Is there a truly secure messaging app? One could spend hours examining all the encrypted communications tools available, from popular services such as WhatsApp and Facebook’s Messenger to newcomers such as Signal and Wire.
While some are more secure than others, there always seems to be another flaw waiting to be discovered – so should security be prioritized over convenience?
But while experts agree that some of these options are more secure than others, there always seems to be another flaw waiting to be discovered. This makes the search for a perfect app resemble the hunt for the goose that laid the golden egg.
That point was driven home on Friday with the revelation that attackers could exploit a security vulnerability in WhatsApp to snoop on its users. The vulnerability was found in the service’s implementation of end-to-end encryption, which is supposed to make it all but impossible for messages to be read by anyone except their intended recipient, and in WhatsApp’s management of the unique security keys used to scramble and unscramble those messages on users’ devices.
The problem stemmed from WhatsApp’s ability to create new encryption keys for offline users. This is common for secure communication tools, but WhatsApp is set apart by its decision to re-encrypt messages with the new keys without informing their sender or recipient.
This could allow someone to intercept communications with no indication to anyone involved with the conversation. WhatsApp has therefore effectively undermined the basic principle of end-to-end encryption.
It would be easy to overreact to this issue. WhatsApp did not create a backdoor into its service – a claim with which Brian Acton, the company’s co-founder, publicly took issue on Friday, saying WhatsApp would “fight any government request” to create one.
Nor did it introduce a vulnerability so critical that people should remove the app from their devices. Concerned users can verify someone’s identity by comparing the “fingerprints” associated with their key, and they can enable a setting that notifies them when a message has been re-encrypted with a new key.
Yet even the nature of those notifications is up to question. There are two options, blocking or non-blocking, which refer to requiring users to manually verify that a new key is legitimate or simply notifying them when a key has been changed. WhatsApp notifications are non-blocking. Signal, the encrypted messaging tool from Open Whisper Systems (OWS) whose end-to-end encryption protocol is used in WhatsApp, Messenger and other apps, uses blocking notifications.

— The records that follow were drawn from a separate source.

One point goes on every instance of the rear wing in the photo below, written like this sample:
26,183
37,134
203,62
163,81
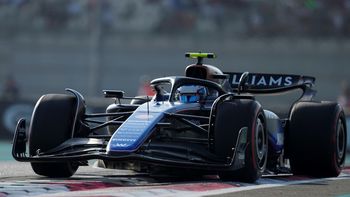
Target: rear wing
270,83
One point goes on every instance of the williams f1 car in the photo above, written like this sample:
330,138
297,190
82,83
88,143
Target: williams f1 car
206,122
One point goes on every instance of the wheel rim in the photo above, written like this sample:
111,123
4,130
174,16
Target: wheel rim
340,138
260,143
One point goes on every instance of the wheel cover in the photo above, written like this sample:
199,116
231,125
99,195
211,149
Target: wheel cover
340,140
260,144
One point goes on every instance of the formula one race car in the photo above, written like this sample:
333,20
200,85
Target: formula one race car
206,122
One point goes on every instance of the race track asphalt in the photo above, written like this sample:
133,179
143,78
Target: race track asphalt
17,179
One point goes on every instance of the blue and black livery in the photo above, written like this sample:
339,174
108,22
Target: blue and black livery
207,121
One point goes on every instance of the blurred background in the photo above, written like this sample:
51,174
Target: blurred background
91,45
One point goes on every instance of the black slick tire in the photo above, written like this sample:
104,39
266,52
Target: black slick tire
51,124
230,118
316,140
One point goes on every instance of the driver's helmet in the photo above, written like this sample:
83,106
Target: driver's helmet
191,93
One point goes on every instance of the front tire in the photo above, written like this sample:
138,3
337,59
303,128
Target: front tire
51,124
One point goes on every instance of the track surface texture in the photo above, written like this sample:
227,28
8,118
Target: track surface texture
17,179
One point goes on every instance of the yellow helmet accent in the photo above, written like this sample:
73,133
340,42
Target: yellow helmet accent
200,55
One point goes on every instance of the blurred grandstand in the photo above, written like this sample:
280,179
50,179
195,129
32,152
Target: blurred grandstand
236,18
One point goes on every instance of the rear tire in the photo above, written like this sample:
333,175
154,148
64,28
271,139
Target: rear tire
51,125
230,118
316,140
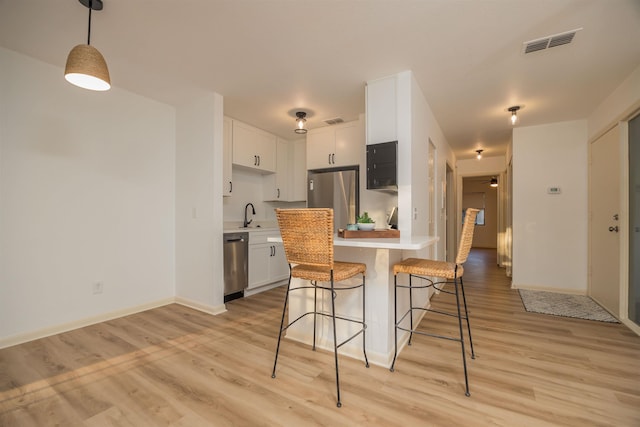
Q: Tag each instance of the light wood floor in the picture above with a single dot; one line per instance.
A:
(179, 367)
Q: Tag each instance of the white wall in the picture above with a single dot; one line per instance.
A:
(199, 222)
(87, 195)
(550, 231)
(413, 126)
(618, 105)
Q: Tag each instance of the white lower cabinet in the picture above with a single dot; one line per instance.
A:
(267, 261)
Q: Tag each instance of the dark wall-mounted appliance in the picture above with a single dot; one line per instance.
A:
(382, 166)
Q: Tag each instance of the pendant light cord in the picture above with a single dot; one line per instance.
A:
(89, 30)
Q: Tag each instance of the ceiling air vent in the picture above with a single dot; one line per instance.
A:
(334, 121)
(550, 41)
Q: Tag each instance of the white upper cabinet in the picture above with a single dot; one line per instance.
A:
(253, 148)
(333, 146)
(288, 183)
(227, 150)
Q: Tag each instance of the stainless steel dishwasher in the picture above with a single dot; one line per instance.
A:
(236, 265)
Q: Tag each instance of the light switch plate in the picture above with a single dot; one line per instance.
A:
(553, 190)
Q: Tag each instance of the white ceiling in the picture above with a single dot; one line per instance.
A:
(271, 57)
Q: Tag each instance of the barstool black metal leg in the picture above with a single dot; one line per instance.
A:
(464, 356)
(395, 320)
(466, 314)
(315, 314)
(335, 340)
(284, 310)
(410, 308)
(364, 324)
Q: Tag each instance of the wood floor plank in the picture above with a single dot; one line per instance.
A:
(175, 366)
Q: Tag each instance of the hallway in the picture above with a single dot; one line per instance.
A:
(179, 367)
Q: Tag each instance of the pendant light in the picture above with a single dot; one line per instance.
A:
(300, 121)
(514, 115)
(86, 66)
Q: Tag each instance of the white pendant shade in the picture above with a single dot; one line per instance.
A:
(87, 68)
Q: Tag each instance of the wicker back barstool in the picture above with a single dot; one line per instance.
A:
(307, 235)
(451, 273)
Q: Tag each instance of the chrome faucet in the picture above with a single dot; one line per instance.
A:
(253, 211)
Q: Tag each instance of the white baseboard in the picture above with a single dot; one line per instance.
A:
(80, 323)
(629, 324)
(205, 308)
(249, 292)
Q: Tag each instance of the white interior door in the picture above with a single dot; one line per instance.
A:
(604, 225)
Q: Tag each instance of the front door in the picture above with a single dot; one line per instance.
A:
(604, 224)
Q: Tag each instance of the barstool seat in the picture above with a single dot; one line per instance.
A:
(427, 270)
(307, 237)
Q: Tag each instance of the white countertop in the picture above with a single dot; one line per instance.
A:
(405, 243)
(236, 227)
(408, 242)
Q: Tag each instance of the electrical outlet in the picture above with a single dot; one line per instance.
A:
(98, 288)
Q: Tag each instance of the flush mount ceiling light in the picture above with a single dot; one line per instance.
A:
(300, 121)
(514, 116)
(86, 66)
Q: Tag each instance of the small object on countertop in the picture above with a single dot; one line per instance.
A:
(366, 226)
(359, 234)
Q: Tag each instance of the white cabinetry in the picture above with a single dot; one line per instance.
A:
(338, 145)
(227, 184)
(267, 261)
(288, 183)
(382, 110)
(253, 148)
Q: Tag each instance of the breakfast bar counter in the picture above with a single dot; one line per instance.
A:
(379, 255)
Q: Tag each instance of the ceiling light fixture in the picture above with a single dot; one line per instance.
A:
(300, 122)
(514, 115)
(86, 66)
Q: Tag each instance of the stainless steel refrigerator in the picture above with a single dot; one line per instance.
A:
(336, 188)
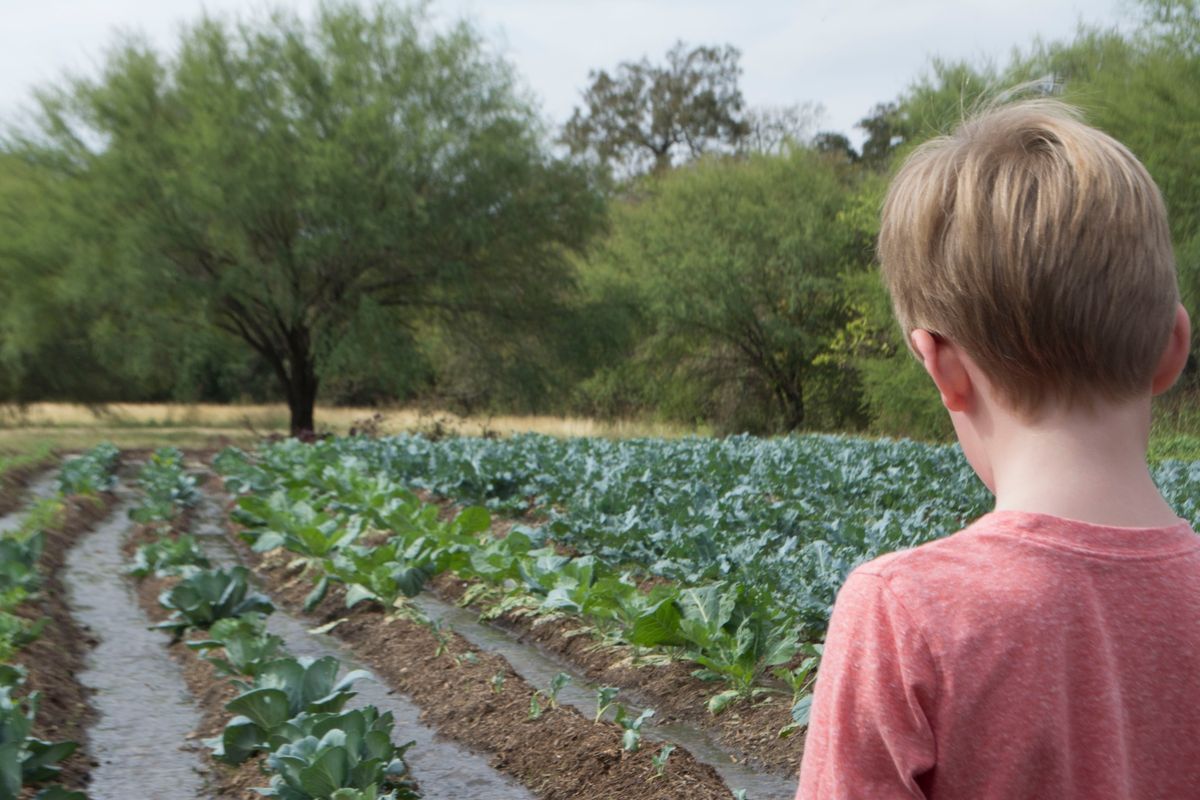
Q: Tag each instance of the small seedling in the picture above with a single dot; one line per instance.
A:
(631, 737)
(551, 695)
(660, 761)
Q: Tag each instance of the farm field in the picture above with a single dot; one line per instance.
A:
(406, 617)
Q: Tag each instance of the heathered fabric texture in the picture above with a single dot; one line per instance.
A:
(1025, 656)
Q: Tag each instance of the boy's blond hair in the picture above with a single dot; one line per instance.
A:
(1041, 247)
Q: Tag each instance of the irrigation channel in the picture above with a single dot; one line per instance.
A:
(533, 663)
(443, 769)
(145, 709)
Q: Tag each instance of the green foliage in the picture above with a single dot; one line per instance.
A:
(738, 265)
(167, 555)
(267, 710)
(90, 473)
(631, 727)
(24, 759)
(388, 160)
(637, 118)
(342, 764)
(246, 647)
(167, 488)
(205, 596)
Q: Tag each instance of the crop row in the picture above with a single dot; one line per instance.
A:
(378, 540)
(27, 761)
(289, 709)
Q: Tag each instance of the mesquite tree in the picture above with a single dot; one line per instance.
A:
(273, 174)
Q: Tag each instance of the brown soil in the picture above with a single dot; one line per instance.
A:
(210, 690)
(15, 482)
(58, 656)
(562, 756)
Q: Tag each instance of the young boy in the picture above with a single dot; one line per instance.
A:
(1051, 649)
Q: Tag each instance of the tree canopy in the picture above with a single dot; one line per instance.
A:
(273, 176)
(645, 114)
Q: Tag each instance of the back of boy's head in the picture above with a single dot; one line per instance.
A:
(1041, 247)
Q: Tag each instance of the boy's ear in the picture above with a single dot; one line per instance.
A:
(945, 364)
(1175, 354)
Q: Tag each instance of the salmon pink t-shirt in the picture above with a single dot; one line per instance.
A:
(1025, 656)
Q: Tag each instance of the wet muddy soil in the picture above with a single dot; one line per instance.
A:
(144, 709)
(54, 661)
(539, 666)
(444, 770)
(748, 731)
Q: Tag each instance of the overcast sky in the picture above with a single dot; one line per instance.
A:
(844, 54)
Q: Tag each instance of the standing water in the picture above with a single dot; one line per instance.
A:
(43, 487)
(145, 710)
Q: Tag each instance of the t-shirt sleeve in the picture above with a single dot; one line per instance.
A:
(869, 733)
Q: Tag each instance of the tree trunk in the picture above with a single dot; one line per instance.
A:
(301, 384)
(301, 403)
(791, 400)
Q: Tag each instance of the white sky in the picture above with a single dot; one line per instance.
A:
(845, 54)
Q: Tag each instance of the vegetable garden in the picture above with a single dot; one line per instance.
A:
(412, 618)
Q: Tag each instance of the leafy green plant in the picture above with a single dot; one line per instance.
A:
(91, 473)
(660, 759)
(246, 647)
(203, 597)
(166, 487)
(293, 522)
(343, 763)
(550, 696)
(801, 680)
(281, 691)
(167, 557)
(605, 698)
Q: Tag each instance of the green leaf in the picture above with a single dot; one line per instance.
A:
(267, 708)
(327, 774)
(474, 519)
(721, 701)
(658, 626)
(357, 593)
(59, 793)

Moxie Marlinspike of OWS said Signal planned to make blocking notifications an option for some users and use non-blocking notifications by default.
“The feedback we’ve gotten is that most of our users don’t want these messages to be blocking,” he said. “What they want is just to have the ability to verify the integrity of their communication and to see when these things are happening, but they don’t want it to interrupt their ordinary workflow.”
Which brings the conversation back to the root of the problem: should messaging apps prioritize convenience or security?
“It really depends on the service provider and the risk it wants to take,” said Alan Duric, chief technology officer at the Wire secure communications provider. “It is relatively difficult for WhatsApp to put it as ‘blocking’ when it has a billion users. And by doing it [the way WhatsApp has done it] you have a trade-off with the user experience and sacrificing something on security.”
Wire takes the opposite approach by valuing security over convenience.
Some messaging apps follow WhatsApp in not informing users of key changes by default. Others, like Wire, don’t send messages to people with new keys without user consent. These companies will face criticism no matter what they choose – WhatsApp users might worry that their messages are insecure; Wire users might grow tired of security notifications – and might change their approach based on user feedback as OWS is doing with the Signal app.
There is no right or wrong answer. The same can be said for other decisions, such as Google’s Allo and Facebook Messenger’s “secret conversations” not using end-to-end encryption by default, which the companies say allows them to offer features that wouldn’t be possible otherwise. Apps that do use encryption by default – such as Signal and Wire, among others – require people to convince everyone with whom they wish to communicate to switch to unfamiliar messaging tools.
Which is why these companies have different approaches to the same problem. WhatsApp has to decide between making 1 billion people more secure in non-obtrusive ways or notifying them every time a security key has changed. Google must balance efforts to make people more secure with the desire to offer features that could help a newcomer like Allo compete with established services. Even more privacy conscious apps like Signal have to design with their users in mind.
There will never be a one-size-fits-all in the secure communications market. Just as these services have to decide on what problems they wish to solve, consumers must choose the app that best suits their needs. More apps support end-to-end encryption than ever, and even if none of them are perfect, this means private communications are more secure than before. These are nuanced problems that must be considered with care instead of being oversimplified.
“WhatsApp has designed a pretty good thing with really considerable care and has successfully deployed it to the largest network of end-to-end encryption in the history of the world,” Marlinspike said.
“Approaching questions of the best user experience and how we should think about these problems by just calling this a ‘backdoor’ and telling everyone to uninstall WhatsApp does a lot more harm than good, because it’s just going to drive people to other apps that use way less consideration and care that users are also not capable of evaluating the goodness of.”
Don’t kill the goose for laying a bunch of silver eggs, just because people would have preferred gold.